In the age of businesses with data that lives on dozens or even hundreds of servers, expecting transactional integrity and data consistency and currency are old-fashioned notions. On Hadoop, you just have to settle for the new NoSQL standard of BASE and eventual consistency. That’s what they say. But, as usual, “they” are wrong. Not all Hadoop users have to drop ACID.
Having spent a pleasant day at the Hortonworks roadshow in Houston recently, I topped it off with a fun chat with Owen O’Malley, a Hortonworks co-founder and architect.

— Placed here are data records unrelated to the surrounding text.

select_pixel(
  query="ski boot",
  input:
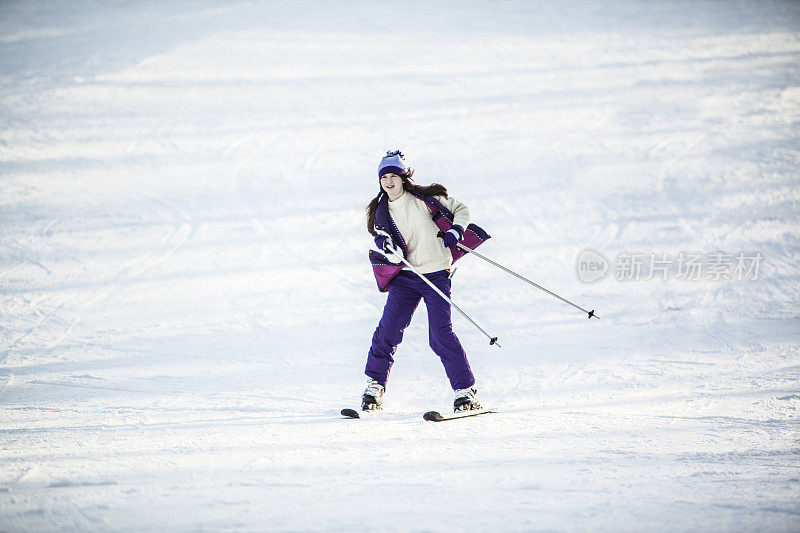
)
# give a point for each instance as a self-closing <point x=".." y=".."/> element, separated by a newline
<point x="373" y="396"/>
<point x="466" y="400"/>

We started with some mutual geekiness over the references in his speeches to “one platform to rule them all” and how he came to name ORC files with that particular acronym (Optimized Row Columnar, officially.) Then, we moved on to discussing the changing face of programming, computers, data storage and the dizzyingly rapid progress we’ve both seen in our lifetimes. In the end, we landed on the fact that ACID is becoming a high priority in the SQL in Hadoop world now, where it was virtually unheard of a short time ago.
Hadoop users have all had to give up ACID and settle for the new standard, BASE, as a general rule, but like so many things in the data wrangling industry, that’s changing fast. This may come as a shock to a lot of current Hadoop users and database users considering making the switch to Hadoop, but using Hadoop doesn’t mean you have to give up your ACID habit.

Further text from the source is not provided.